El auto del Supremo asume en su práctica totalidad, sin cautelas, las tesis del juez García-Castellón, que hace solo tres meses derivó en imputación a Puigdemont una investigación abierta hace cuatro años a partir de hechos ya investigados por tres juzgados de Barcelona. Todos ellos acordaron el sobreseimiento provisional por falta de autor conocido y abrieron causa por un delito de desórdenes públicos, nunca por terrorismo. La investigación de García-Castellón dormitó cuatro años sin que en ese tiempo se practicaran diligencias o detenciones a la altura y con la premura que se supone a la persecución de un delito que afecta tanto a la seguridad como el terrorismo. La causa se reactiva el 6 de noviembre coincidiendo con el tumultuoso otoño español de 2023, cuando, tras fracasar Alberto Núñez Feijóo en su investidura, Pedro Sánchez anuncia estar dispuesto a intentarlo pactando una ley de amnistía a cambio de los votos de Junts, el partido de Puigdemont. Una mayoría de diputados del Congreso aprobó después el inicio de la tramitación de la ley.

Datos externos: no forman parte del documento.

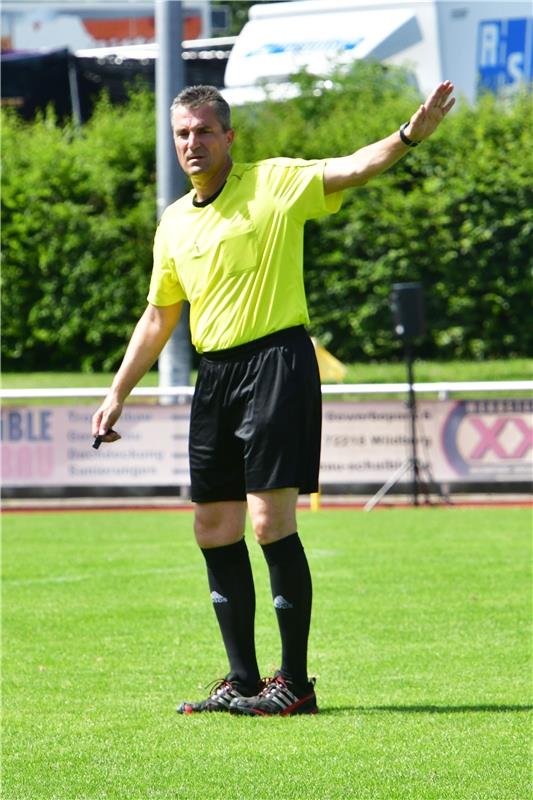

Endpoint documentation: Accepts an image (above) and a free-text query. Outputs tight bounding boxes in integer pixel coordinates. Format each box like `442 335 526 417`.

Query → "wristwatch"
399 122 420 147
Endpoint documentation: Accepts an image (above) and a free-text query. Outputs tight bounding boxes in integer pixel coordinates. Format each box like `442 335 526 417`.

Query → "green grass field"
2 508 532 800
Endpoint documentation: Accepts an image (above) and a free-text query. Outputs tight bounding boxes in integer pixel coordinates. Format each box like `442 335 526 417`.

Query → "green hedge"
2 63 533 371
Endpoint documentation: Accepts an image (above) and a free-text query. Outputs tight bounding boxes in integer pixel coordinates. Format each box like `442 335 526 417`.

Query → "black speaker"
390 283 426 339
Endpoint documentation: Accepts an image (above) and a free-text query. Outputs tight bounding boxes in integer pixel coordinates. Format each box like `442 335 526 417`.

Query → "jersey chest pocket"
220 223 259 275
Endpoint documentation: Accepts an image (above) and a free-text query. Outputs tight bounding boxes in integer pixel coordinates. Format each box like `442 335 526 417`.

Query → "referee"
92 81 454 716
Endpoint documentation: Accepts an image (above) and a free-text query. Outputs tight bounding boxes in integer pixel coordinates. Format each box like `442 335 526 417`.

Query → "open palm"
406 81 455 142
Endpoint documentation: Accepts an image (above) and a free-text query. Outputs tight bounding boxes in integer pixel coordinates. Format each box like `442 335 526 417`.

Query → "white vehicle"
224 0 533 104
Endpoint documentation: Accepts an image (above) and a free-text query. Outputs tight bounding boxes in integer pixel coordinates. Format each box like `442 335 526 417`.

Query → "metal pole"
405 342 419 506
155 0 191 404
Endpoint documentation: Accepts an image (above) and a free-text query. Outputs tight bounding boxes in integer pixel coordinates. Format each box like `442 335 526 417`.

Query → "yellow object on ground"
311 338 347 383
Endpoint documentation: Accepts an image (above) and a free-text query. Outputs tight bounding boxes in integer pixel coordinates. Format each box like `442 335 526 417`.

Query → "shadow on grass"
320 704 533 715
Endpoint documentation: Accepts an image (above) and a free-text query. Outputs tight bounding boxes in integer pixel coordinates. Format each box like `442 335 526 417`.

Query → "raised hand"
404 81 455 142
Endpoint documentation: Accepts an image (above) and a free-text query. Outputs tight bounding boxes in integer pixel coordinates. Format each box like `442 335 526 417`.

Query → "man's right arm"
92 303 182 442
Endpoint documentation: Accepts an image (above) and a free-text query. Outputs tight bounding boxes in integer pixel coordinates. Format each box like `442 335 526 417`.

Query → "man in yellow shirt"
93 81 454 716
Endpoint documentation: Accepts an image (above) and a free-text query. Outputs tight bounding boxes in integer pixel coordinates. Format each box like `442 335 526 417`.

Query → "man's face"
172 104 233 177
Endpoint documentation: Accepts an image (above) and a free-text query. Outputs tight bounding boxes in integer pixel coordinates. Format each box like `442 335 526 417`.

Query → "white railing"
0 381 533 400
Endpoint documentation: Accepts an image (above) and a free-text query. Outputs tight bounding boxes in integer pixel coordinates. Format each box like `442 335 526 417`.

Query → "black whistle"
93 428 115 450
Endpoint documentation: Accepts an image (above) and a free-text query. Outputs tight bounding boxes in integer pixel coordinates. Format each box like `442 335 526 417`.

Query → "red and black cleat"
229 675 318 717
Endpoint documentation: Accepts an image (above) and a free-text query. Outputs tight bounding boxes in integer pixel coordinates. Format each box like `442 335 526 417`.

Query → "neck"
191 157 233 202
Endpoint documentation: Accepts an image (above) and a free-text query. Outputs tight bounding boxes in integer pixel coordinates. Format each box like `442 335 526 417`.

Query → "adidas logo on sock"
211 592 229 603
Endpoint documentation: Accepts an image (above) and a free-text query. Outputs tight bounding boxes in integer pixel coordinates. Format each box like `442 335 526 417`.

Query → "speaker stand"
364 341 450 511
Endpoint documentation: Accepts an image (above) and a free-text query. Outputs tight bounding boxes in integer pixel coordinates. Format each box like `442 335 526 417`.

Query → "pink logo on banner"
443 399 533 480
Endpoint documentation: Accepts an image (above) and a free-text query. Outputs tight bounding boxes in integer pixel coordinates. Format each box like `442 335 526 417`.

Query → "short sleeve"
264 159 342 222
148 222 187 306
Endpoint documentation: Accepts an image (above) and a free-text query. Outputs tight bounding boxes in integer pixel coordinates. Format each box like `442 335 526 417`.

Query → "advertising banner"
1 399 533 491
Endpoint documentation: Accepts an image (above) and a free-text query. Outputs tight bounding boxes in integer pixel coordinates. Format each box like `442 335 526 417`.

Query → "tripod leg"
364 459 411 511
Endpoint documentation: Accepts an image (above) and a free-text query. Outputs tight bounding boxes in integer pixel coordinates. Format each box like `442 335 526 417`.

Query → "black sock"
263 533 312 688
202 539 259 693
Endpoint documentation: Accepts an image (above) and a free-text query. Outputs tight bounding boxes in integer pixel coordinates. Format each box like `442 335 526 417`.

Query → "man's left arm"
324 81 455 194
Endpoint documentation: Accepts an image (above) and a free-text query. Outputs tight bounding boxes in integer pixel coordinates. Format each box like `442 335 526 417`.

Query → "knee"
252 513 287 546
194 504 245 548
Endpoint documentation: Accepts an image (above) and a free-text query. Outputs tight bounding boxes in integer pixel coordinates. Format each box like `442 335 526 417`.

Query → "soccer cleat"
229 675 318 717
176 678 249 714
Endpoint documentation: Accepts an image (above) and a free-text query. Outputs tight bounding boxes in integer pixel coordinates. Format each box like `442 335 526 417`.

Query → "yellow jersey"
148 158 342 353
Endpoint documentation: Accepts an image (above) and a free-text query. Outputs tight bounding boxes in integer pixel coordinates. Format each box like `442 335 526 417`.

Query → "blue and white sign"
477 17 533 94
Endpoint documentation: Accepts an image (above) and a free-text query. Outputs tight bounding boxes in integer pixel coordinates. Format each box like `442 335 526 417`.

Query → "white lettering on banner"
1 398 533 491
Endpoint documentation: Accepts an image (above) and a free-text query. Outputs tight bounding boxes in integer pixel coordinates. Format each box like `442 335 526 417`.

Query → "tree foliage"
2 63 533 370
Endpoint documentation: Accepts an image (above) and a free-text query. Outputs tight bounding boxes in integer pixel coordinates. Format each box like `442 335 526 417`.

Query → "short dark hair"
170 86 231 131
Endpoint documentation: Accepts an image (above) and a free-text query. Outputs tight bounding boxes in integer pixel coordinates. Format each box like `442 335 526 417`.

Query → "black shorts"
189 326 322 503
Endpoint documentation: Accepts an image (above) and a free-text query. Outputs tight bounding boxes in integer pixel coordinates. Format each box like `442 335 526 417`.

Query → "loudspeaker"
390 283 426 339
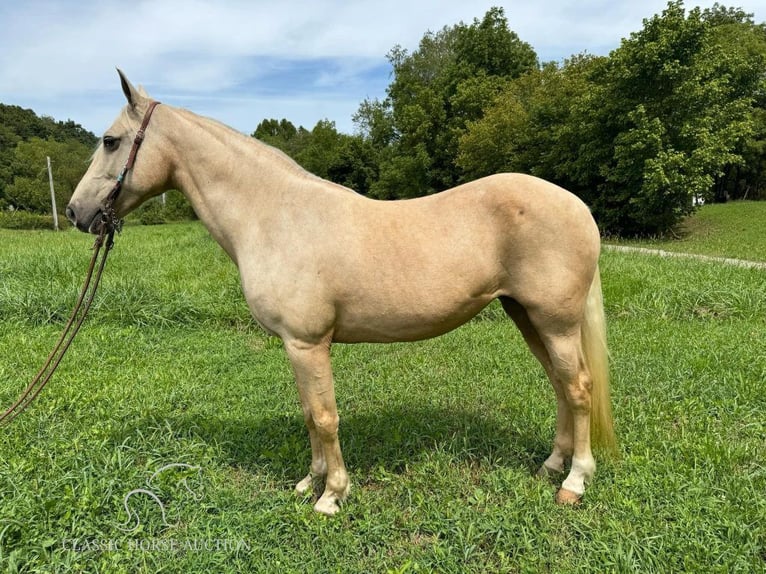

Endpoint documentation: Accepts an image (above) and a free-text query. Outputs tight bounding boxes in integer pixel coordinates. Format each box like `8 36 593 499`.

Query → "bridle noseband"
0 101 160 426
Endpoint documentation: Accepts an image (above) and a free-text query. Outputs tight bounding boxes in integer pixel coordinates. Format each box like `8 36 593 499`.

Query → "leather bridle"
0 101 160 426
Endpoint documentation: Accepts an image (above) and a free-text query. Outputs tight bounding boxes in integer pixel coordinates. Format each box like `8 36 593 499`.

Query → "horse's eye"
104 136 120 151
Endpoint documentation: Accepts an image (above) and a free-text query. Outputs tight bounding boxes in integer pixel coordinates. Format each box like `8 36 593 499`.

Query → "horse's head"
66 70 169 233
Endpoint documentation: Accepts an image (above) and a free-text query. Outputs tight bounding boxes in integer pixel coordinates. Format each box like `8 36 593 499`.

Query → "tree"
357 8 537 198
5 137 92 213
458 1 764 235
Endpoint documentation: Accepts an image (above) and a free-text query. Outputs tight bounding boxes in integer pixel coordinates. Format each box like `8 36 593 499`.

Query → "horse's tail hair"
582 267 617 455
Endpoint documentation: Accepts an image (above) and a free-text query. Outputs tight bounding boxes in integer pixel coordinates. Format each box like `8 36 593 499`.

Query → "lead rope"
0 101 159 427
0 225 115 426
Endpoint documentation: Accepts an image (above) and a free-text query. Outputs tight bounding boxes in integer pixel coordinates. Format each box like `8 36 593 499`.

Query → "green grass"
0 224 766 573
616 201 766 261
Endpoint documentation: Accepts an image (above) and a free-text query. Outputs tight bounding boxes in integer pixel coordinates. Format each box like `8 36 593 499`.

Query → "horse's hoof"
556 488 582 506
535 465 564 480
314 496 340 516
295 474 314 496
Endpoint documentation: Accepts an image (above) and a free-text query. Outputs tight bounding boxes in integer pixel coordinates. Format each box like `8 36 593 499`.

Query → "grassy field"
616 201 766 261
0 211 766 573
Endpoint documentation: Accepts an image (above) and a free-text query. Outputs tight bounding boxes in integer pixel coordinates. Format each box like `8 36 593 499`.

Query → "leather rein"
0 101 160 426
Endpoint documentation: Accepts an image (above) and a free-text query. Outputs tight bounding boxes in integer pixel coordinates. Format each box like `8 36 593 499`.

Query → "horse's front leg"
285 340 349 515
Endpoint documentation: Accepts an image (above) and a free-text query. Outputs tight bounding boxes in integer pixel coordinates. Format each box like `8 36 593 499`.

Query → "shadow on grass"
132 406 552 483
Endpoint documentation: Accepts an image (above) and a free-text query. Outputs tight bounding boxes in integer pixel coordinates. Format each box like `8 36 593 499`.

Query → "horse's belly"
333 296 494 343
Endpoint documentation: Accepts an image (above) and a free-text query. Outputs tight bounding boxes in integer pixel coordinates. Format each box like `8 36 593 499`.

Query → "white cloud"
0 0 764 131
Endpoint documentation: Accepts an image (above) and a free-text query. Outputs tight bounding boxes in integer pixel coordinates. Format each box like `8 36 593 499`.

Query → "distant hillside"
0 104 98 213
0 104 98 148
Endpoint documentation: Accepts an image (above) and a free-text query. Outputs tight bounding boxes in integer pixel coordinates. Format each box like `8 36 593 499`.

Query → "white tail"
582 267 617 454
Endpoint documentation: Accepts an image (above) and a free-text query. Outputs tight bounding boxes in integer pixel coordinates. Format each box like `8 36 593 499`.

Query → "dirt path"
604 245 766 269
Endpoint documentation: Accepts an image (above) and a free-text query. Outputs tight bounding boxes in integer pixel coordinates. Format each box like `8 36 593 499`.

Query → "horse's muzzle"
65 203 102 235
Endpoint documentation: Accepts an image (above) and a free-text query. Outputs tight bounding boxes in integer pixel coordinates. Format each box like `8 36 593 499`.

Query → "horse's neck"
168 110 318 261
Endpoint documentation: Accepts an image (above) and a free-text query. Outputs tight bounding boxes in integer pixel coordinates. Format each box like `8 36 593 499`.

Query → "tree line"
253 1 766 235
0 0 766 236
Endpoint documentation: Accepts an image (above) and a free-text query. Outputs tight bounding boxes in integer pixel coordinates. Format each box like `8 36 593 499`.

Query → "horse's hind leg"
501 297 573 476
503 300 596 503
542 327 596 503
285 341 349 515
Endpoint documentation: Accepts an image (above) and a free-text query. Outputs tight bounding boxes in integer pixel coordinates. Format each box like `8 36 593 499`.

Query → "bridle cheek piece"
96 100 160 249
0 101 160 426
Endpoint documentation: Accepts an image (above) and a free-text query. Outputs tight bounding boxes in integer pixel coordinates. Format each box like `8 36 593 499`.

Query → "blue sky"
0 0 766 135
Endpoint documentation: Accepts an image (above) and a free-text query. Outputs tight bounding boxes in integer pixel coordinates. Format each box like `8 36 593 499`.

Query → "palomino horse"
67 72 614 514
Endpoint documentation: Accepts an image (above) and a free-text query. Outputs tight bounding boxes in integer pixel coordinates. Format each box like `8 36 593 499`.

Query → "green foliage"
0 209 63 229
252 119 378 194
457 2 766 235
0 223 766 573
0 104 97 213
368 8 537 198
5 137 92 213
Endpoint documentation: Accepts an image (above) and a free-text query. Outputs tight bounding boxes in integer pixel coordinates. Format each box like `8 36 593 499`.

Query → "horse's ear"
117 68 141 108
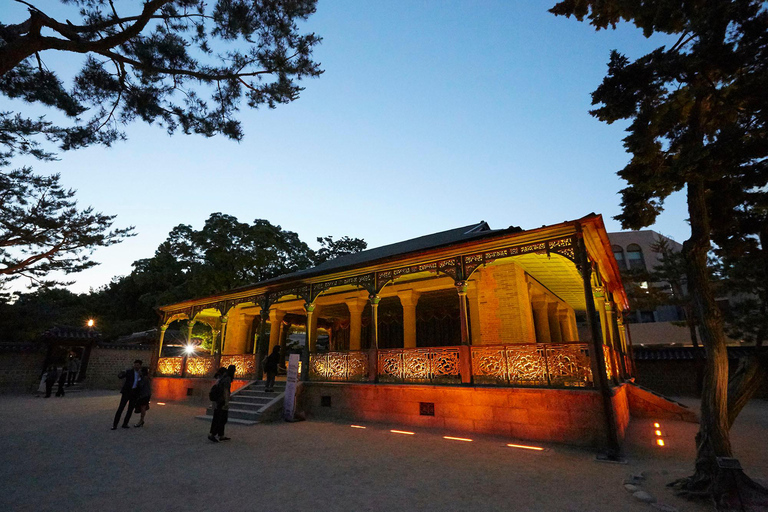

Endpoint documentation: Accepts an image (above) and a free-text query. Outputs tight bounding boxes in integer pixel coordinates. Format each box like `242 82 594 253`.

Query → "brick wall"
85 344 154 389
0 343 46 393
300 382 629 446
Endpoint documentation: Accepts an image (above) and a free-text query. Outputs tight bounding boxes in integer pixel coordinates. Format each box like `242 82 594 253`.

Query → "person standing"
134 366 152 427
67 354 80 387
45 365 58 398
112 359 141 430
208 364 236 443
56 361 67 396
262 345 280 393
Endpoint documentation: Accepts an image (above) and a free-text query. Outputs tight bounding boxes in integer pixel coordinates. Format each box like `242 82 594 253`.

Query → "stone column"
368 294 381 382
397 290 420 348
218 316 229 354
157 325 168 358
557 307 575 341
346 299 366 350
531 297 552 343
253 309 269 380
467 280 483 345
456 281 469 345
267 309 285 354
187 320 196 345
309 306 320 354
547 302 563 343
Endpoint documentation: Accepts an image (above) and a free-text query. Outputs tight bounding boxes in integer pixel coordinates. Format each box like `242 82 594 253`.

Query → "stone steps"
196 381 285 425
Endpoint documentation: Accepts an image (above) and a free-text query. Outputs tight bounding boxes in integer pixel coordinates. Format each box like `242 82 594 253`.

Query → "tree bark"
683 178 732 492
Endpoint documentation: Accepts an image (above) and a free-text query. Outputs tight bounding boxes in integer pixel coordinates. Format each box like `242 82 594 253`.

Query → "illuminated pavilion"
153 214 633 447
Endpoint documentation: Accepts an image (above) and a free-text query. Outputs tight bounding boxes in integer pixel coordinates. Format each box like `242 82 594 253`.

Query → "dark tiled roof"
42 325 101 340
633 347 755 361
242 221 500 288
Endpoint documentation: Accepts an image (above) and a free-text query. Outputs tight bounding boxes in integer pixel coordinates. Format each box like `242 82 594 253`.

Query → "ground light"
507 443 544 452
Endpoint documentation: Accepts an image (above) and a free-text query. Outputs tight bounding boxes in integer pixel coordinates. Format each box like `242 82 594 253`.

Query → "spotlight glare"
507 443 544 452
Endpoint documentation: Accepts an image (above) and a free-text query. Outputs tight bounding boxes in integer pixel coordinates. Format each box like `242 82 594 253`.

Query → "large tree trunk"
683 180 732 491
670 180 768 511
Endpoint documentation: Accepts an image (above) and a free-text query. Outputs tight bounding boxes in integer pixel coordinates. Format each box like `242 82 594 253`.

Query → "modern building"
154 214 660 445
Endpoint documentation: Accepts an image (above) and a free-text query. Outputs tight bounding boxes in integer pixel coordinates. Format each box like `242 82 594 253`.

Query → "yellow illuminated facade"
156 214 633 388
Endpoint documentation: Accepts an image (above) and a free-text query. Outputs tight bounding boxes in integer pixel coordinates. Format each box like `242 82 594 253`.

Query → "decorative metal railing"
309 351 368 382
157 357 184 377
219 354 256 379
378 347 461 384
472 343 592 387
185 356 216 377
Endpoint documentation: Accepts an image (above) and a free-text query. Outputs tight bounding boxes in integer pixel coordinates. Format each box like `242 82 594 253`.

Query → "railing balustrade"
157 357 184 377
309 351 368 382
157 342 616 387
472 343 592 387
378 347 461 384
185 356 216 377
219 354 256 379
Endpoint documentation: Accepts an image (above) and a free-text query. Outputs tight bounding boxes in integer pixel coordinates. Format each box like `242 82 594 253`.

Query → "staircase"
197 381 285 425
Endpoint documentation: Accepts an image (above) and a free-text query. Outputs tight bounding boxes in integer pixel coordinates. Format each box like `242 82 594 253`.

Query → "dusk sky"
9 0 689 292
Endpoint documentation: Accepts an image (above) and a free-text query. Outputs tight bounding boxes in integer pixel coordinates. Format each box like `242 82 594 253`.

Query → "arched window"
611 245 627 270
627 244 645 270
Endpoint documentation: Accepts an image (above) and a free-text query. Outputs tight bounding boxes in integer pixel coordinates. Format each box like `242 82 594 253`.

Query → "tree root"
667 468 768 512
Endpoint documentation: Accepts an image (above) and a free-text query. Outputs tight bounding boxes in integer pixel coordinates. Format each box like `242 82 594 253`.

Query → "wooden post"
368 293 381 382
301 304 315 381
157 325 168 359
579 237 621 460
456 281 472 384
253 308 269 380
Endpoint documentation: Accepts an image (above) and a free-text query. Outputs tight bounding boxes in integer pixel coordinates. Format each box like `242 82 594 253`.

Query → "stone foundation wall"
152 377 251 407
0 343 46 393
300 382 629 446
85 344 154 389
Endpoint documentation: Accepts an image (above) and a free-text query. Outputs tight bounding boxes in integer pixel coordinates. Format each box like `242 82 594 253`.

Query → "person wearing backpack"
208 365 235 443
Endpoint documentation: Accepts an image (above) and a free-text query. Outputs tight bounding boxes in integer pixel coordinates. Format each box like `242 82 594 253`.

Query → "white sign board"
283 354 299 421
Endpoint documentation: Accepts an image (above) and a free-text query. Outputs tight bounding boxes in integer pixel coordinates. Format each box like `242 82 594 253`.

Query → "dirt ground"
0 391 768 512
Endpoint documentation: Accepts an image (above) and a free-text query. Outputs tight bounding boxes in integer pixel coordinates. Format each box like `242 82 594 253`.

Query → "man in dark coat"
112 359 142 430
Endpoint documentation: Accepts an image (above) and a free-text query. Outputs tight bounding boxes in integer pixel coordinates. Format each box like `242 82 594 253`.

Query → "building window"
627 244 645 270
611 245 627 270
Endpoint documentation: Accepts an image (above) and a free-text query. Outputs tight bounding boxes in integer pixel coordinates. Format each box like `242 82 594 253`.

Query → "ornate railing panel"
309 351 368 382
157 357 184 377
186 356 216 377
472 343 592 387
219 354 256 379
378 347 461 384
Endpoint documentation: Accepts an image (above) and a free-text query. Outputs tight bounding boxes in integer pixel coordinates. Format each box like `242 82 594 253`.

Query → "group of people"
37 354 80 398
112 346 280 443
112 359 152 430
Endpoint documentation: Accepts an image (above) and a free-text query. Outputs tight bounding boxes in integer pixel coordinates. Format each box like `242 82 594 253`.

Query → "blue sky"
6 0 689 291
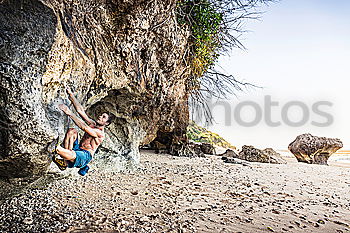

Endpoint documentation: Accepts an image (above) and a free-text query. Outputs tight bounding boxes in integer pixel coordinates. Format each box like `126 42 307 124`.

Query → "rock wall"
0 0 189 198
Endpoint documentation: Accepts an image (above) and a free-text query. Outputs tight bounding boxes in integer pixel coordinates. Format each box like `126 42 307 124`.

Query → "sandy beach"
0 151 350 232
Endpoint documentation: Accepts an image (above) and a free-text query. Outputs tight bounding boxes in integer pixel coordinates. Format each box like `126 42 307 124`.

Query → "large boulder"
0 0 189 199
221 146 287 164
288 134 343 165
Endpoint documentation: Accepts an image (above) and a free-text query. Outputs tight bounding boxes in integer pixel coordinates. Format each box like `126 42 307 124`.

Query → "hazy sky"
200 0 350 149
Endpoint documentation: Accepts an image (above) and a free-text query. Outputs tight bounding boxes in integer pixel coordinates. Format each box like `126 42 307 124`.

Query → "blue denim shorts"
68 138 92 168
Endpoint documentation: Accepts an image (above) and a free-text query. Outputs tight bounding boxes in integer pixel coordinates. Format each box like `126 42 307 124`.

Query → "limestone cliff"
0 0 189 198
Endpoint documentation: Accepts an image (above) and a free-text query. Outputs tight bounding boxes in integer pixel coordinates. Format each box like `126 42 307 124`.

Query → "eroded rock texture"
231 146 287 164
288 134 343 165
0 0 189 197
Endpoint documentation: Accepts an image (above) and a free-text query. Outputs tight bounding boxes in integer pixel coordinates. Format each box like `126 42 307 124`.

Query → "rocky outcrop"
221 146 287 164
0 0 189 198
201 143 215 155
219 149 238 158
288 134 343 165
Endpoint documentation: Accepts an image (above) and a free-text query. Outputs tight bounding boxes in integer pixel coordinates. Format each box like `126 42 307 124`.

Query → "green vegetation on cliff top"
186 122 236 149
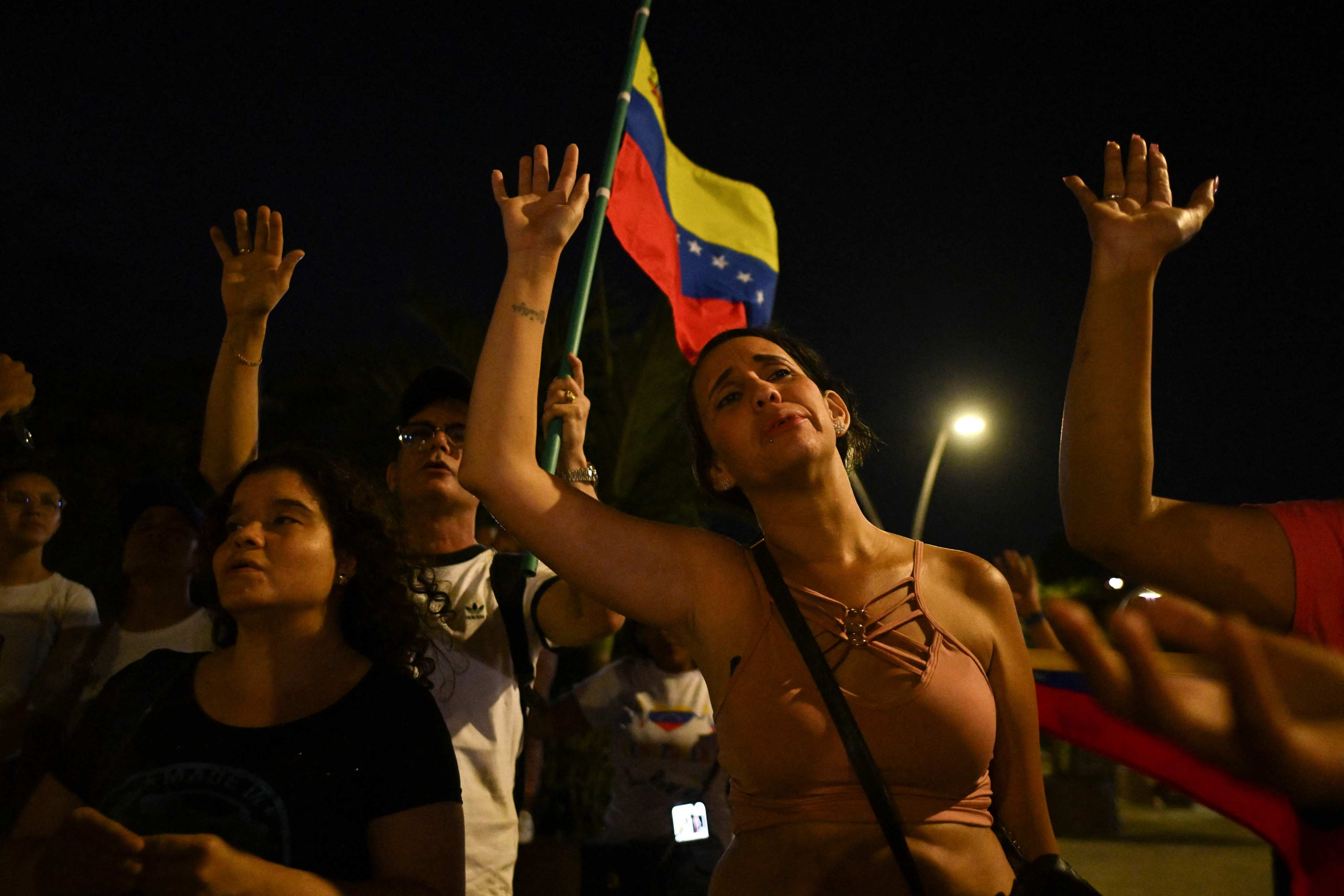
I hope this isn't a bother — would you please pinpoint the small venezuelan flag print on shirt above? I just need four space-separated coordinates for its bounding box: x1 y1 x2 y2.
649 707 695 731
606 38 779 363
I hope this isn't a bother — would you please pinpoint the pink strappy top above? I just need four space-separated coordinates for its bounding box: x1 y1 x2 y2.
715 541 994 833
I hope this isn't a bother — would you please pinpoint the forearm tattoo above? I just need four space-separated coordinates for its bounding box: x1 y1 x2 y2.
513 302 546 324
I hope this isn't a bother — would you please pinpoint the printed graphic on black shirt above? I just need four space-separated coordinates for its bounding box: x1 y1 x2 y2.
102 762 290 865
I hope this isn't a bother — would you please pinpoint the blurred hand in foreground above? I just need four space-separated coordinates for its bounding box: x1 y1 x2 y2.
0 355 36 416
1047 596 1344 809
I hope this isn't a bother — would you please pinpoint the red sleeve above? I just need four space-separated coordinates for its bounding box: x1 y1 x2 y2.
1261 501 1344 650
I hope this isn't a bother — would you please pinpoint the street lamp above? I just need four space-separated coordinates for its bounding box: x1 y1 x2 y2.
910 414 985 541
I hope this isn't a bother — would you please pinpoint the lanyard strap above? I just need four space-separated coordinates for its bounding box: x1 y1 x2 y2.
751 540 925 896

El mismo García-Castellón en su auto del 6 de noviembre explicó que no procedía todavía enviar este asunto al Supremo porque le faltaba precisar mejor la participación de los dirigentes independentistas y que debía continuar haciendo diligencias. Dos semanas más tarde, sin una sola diligencia nueva, remitió la causa al alto tribunal. Acababa de celebrarse la sesión de investidura de Pedro Sánchez.
Que la actuación del expresident catalán haya podido merecer repudio penal no autoriza a un todo vale inculpatorio. Para la Fiscalía española, cada uno de los indicios esgrimidos por García-Castellón y asumidos ahora por el Supremo “constituyen meras conjeturas o sospechas”. En el mismo sentido se pronunciaron el fiscal de la Audiencia Nacional —la que entiende de terrorismo en España— y el fiscal del Supremo, que analizó el caso a fondo. Una discrepancia tan radical entre quien acusa y quien está llamado a juzgar en la última instancia judicial española sobre la imputación de un delito tan grave como el de terrorismo no puede provocar sino una profunda inseguridad jurídica. Estamos asistiendo a una extraña inversión de roles: la Fiscalía rechaza por endebles indicios muy circunstanciales y pruebas indirectas —como recomienda la propia jurisprudencia del Supremo— mientras el tribunal, guardián de todas las garantías, los acepta acríticamente.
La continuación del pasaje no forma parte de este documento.